Sheriffs sue Illinois over law on immigrant prisoners
SPRINGFIELD, Ill. (AP) — A group of sheriffs is suing Illinois to halt a 2017 law that bans police from detaining people based on their immigration status without a court-ordered warrant.
The lawsuit states that the Illinois Trust Act interferes with law enforcement’s ability to respond to detainers issued by the U.S. Immigration Customs Enforcement. The detainers require police to keep custody of prisoners who are in the U.S. illegally for up to two days.
The lawsuit was filed Monday by sheriffs from McHenry, Ogle, Stephenson and Kankakee counties. It names Illinois Attorney General Kwame Raoul as a defendant.

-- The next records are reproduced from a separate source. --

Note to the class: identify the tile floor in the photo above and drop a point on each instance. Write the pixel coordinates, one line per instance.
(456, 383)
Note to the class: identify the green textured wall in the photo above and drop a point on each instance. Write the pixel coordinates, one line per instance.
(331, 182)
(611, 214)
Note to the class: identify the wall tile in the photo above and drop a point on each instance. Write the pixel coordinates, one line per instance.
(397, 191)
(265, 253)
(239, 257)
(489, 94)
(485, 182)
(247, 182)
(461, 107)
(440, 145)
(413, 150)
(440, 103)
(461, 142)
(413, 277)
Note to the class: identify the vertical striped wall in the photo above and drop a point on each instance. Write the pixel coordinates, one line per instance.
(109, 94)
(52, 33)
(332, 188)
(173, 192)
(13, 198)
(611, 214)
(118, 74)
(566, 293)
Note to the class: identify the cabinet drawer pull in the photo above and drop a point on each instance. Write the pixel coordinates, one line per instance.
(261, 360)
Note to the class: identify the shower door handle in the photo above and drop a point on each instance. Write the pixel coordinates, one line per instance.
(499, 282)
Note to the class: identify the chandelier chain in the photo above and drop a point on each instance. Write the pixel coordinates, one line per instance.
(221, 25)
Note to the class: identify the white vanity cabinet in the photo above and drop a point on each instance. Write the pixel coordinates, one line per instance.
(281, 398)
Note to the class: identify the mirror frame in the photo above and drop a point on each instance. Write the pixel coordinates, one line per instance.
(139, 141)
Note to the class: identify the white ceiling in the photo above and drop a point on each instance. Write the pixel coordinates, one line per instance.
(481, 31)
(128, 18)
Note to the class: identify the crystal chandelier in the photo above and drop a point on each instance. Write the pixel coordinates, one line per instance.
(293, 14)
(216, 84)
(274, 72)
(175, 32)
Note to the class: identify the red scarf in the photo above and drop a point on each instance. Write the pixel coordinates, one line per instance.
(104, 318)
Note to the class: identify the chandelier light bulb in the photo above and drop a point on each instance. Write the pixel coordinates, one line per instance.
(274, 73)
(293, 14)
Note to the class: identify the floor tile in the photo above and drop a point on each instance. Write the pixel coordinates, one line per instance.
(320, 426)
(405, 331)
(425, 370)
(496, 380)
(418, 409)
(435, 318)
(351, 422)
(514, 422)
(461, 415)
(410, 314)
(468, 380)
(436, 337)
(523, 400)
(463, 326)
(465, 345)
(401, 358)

“This language requires Illinois law enforcement officers to comply with an immigration detainer they receive from those federal officers tasked with carrying out national immigration policy,” the lawsuit states. “Immigration detainers notify law enforcement officials that DHS (the Department of Homeland Security) has found probable cause that the person subject to the request is a removable alien.”
The sheriffs said the act has exposed them and their offices to litigation over the years, as three of the four have been sued for allegedly violating the statute.
The Illinois Sheriffs’ Association said last month that some violent felons who had faced deportation are instead being released after their prison terms end as a result of a policy change by Gov. J.B. Pritzker’s administration.
The sheriffs’ concerns came just days after President Donald Trump’s administration announced the unusual step of dispatching Customs and Border Patrol Agents to Chicago and other “sanctuary cities” that have set up impediments to enforcement.
The American Civil Liberties Union and the National Immigrant Justice Center called the lawsuit “a thinly veiled attempt to justify ongoing violations of the law.”
“Under the Trust Act, Illinois simply requires that federal immigration officials provide a judicial warrant, like would be expected for any other arrest, before local law enforcement are permitted to honor an immigration detainer,” the groups said. “Nothing about the Trust Act is unconstitutional. It simply doesn’t comport with the way in which these four sheriffs want to conduct their work. Law enforcement in Illinois cannot pick and choose which laws they follow and which they do not.”
The Trust Act, which the General Assembly approved, was signed into law by Republican Gov. Bruce Rauner. Critics argued that it turned Illinois into a sanctuary state, which Rauner and other supporters denied.